Noch gibt sich Steinbrück stur, weigert sich, sein Einkommensgeheimnis zu lüften: Von Vereinen, ehrenamtlichen Organisationen, Schulen und Universitäten nehme er kein Geld für Vorträge, bolzt er zurück. Seinen Steuerbescheid wolle er nicht veröffentlichen, weil er mit seiner Frau – Biolehrerin an einem Bonner Gymnasium – gemeinsam veranlagt werde. „Und ich werde meine Frau immer schützen.“ Im vergangen Jahr hat das Paar 20000 Euro der Johannes-Rau-Hauptschule in Pennefeld gespendet – für ein neues Mathematik-Labor und ein Anti-Gewalt-Training.
Seehofer profitiert von Bundeskanzlerin Angela Merkel Glanz
Diese Zahl hält Seehofer unter Verschluss: Alles setzt er auf seine CSU in Bayern. Aber ausgerechnet im Bund schneiden die Christsozialen besser ab als in der Heimat. Das gab’s seit den 70er Jahren nicht mehr. Der Grund: Die Strahlkraft von Bundeskanzlerin Angela Merkel beschert der kleinen Schwesterpartei für die Bundestagswahl ein Umfragehoch von 49 Prozent. Daheim bringt’s Seehofer mit seinem eigenen Glanz nur auf 47 Prozent.

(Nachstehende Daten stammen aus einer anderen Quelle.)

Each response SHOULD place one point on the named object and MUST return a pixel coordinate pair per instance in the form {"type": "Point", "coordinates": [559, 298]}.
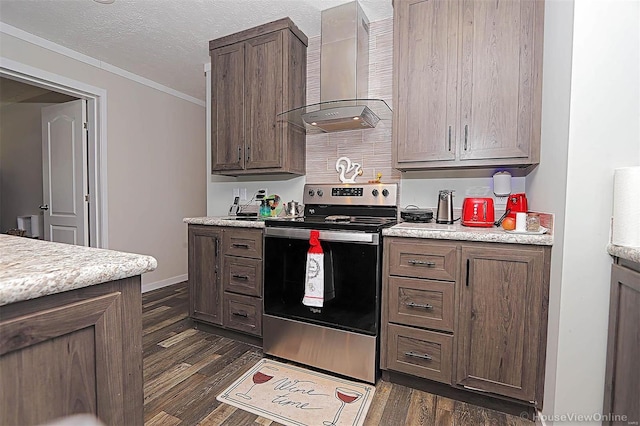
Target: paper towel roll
{"type": "Point", "coordinates": [502, 184]}
{"type": "Point", "coordinates": [626, 207]}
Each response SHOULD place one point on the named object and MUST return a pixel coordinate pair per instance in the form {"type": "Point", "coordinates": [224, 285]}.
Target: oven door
{"type": "Point", "coordinates": [352, 262]}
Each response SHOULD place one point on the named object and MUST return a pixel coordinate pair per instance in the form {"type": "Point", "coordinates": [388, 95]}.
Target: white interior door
{"type": "Point", "coordinates": [64, 167]}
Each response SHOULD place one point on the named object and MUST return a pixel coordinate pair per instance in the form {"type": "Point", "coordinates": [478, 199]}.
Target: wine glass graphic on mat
{"type": "Point", "coordinates": [346, 396]}
{"type": "Point", "coordinates": [259, 377]}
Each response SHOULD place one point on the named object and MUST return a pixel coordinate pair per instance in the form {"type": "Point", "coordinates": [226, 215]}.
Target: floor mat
{"type": "Point", "coordinates": [296, 396]}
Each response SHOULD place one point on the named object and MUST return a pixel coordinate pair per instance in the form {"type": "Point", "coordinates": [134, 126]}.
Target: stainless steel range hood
{"type": "Point", "coordinates": [344, 77]}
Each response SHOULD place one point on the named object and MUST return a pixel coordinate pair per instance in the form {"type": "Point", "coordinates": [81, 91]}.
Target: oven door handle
{"type": "Point", "coordinates": [329, 236]}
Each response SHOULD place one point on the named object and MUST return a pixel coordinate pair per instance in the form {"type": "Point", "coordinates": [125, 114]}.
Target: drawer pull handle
{"type": "Point", "coordinates": [418, 305]}
{"type": "Point", "coordinates": [421, 263]}
{"type": "Point", "coordinates": [240, 277]}
{"type": "Point", "coordinates": [417, 355]}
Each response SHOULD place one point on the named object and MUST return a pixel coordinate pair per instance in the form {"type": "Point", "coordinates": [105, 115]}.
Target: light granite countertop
{"type": "Point", "coordinates": [35, 268]}
{"type": "Point", "coordinates": [628, 253]}
{"type": "Point", "coordinates": [224, 221]}
{"type": "Point", "coordinates": [463, 233]}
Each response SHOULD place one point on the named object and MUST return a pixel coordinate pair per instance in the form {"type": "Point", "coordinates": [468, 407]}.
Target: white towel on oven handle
{"type": "Point", "coordinates": [314, 273]}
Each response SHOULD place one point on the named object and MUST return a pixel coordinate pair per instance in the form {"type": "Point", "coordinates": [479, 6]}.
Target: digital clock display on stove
{"type": "Point", "coordinates": [347, 192]}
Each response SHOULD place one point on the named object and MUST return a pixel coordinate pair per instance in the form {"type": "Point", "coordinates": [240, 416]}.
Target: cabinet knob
{"type": "Point", "coordinates": [240, 277]}
{"type": "Point", "coordinates": [417, 355]}
{"type": "Point", "coordinates": [415, 262]}
{"type": "Point", "coordinates": [418, 305]}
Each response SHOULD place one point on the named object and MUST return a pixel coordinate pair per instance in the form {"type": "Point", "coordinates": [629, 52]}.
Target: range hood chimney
{"type": "Point", "coordinates": [344, 76]}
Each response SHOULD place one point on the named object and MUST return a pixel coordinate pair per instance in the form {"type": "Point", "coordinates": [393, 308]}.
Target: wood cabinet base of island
{"type": "Point", "coordinates": [79, 351]}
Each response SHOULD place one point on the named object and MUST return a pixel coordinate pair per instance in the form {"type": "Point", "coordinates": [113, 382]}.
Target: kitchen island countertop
{"type": "Point", "coordinates": [224, 221]}
{"type": "Point", "coordinates": [34, 268]}
{"type": "Point", "coordinates": [463, 233]}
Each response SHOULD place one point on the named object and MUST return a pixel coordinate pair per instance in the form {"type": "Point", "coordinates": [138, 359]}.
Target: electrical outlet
{"type": "Point", "coordinates": [261, 194]}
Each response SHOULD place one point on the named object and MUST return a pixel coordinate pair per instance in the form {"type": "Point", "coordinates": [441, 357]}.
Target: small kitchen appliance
{"type": "Point", "coordinates": [445, 206]}
{"type": "Point", "coordinates": [478, 212]}
{"type": "Point", "coordinates": [293, 209]}
{"type": "Point", "coordinates": [516, 203]}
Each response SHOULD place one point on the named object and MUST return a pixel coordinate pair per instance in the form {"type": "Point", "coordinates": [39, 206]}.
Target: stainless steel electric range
{"type": "Point", "coordinates": [343, 335]}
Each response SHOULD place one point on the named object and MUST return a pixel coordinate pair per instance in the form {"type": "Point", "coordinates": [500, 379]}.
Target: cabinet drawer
{"type": "Point", "coordinates": [411, 259]}
{"type": "Point", "coordinates": [243, 313]}
{"type": "Point", "coordinates": [420, 353]}
{"type": "Point", "coordinates": [242, 275]}
{"type": "Point", "coordinates": [242, 242]}
{"type": "Point", "coordinates": [421, 303]}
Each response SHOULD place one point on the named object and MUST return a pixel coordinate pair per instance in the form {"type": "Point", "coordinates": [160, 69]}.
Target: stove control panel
{"type": "Point", "coordinates": [370, 194]}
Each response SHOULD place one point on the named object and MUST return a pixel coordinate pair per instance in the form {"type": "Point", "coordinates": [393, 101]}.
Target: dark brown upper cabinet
{"type": "Point", "coordinates": [255, 75]}
{"type": "Point", "coordinates": [467, 84]}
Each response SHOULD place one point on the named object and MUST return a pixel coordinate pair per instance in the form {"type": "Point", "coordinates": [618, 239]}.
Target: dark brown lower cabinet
{"type": "Point", "coordinates": [74, 352]}
{"type": "Point", "coordinates": [622, 377]}
{"type": "Point", "coordinates": [502, 321]}
{"type": "Point", "coordinates": [471, 315]}
{"type": "Point", "coordinates": [225, 277]}
{"type": "Point", "coordinates": [205, 289]}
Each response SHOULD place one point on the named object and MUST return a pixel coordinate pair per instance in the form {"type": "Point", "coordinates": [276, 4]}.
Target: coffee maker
{"type": "Point", "coordinates": [445, 206]}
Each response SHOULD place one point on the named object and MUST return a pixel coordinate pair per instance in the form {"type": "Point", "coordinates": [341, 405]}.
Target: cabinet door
{"type": "Point", "coordinates": [227, 108]}
{"type": "Point", "coordinates": [205, 291]}
{"type": "Point", "coordinates": [622, 378]}
{"type": "Point", "coordinates": [500, 320]}
{"type": "Point", "coordinates": [498, 84]}
{"type": "Point", "coordinates": [263, 101]}
{"type": "Point", "coordinates": [425, 34]}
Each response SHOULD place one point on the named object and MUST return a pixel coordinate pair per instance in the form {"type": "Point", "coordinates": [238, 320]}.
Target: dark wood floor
{"type": "Point", "coordinates": [185, 369]}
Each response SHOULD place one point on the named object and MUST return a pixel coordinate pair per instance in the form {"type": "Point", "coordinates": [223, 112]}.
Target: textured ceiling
{"type": "Point", "coordinates": [163, 40]}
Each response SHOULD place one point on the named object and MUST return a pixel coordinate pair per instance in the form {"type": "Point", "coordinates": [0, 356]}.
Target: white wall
{"type": "Point", "coordinates": [20, 162]}
{"type": "Point", "coordinates": [547, 183]}
{"type": "Point", "coordinates": [600, 132]}
{"type": "Point", "coordinates": [155, 159]}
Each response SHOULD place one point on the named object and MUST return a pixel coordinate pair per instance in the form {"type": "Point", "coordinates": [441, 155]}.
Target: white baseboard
{"type": "Point", "coordinates": [163, 283]}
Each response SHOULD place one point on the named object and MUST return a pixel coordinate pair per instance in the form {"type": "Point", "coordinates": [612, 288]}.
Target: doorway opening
{"type": "Point", "coordinates": [96, 101]}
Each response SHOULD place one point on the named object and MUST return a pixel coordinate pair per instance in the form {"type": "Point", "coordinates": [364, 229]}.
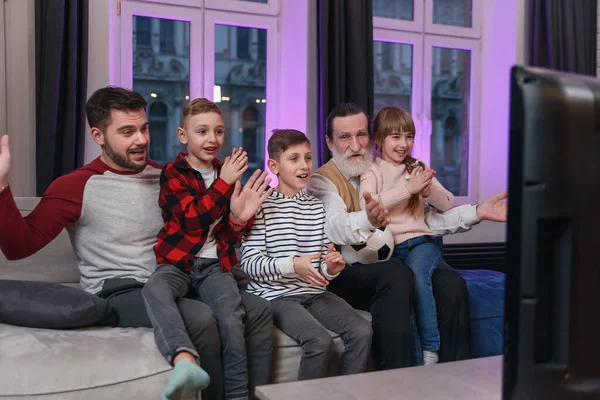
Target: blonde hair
{"type": "Point", "coordinates": [389, 120]}
{"type": "Point", "coordinates": [198, 106]}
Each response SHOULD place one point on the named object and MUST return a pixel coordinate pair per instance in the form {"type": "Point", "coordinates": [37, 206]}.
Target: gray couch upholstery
{"type": "Point", "coordinates": [94, 363]}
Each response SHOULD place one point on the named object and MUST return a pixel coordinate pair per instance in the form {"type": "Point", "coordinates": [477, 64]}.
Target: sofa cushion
{"type": "Point", "coordinates": [486, 302]}
{"type": "Point", "coordinates": [486, 292]}
{"type": "Point", "coordinates": [36, 362]}
{"type": "Point", "coordinates": [56, 262]}
{"type": "Point", "coordinates": [51, 305]}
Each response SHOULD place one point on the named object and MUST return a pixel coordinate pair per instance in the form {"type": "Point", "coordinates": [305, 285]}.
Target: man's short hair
{"type": "Point", "coordinates": [283, 139]}
{"type": "Point", "coordinates": [343, 110]}
{"type": "Point", "coordinates": [104, 100]}
{"type": "Point", "coordinates": [199, 106]}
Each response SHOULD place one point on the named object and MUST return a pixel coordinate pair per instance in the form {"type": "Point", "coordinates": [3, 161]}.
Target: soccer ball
{"type": "Point", "coordinates": [379, 247]}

Bei seinen Vorgängern war das genau umgekehrt: Da lag die CSU bei der Frage nach Landtagswahlen immer höher als bei der nach Bundestagswahlen. Heraus kam die heikle Zahl schon vor zwei Wochen bei einer Emnid-Umfrage, die die CSU selbst in Auftrag gegeben hatte. Nur die 47 Prozent posaunte Seehofer heraus und änderte flugs seine Strategie. Merkel wird nicht mehr getriezt, sondern gelobt. Sogar ihre Europapolitik preist Seehofer nun als „goldrichtig“. Hauptsache, es bringt Stimmen.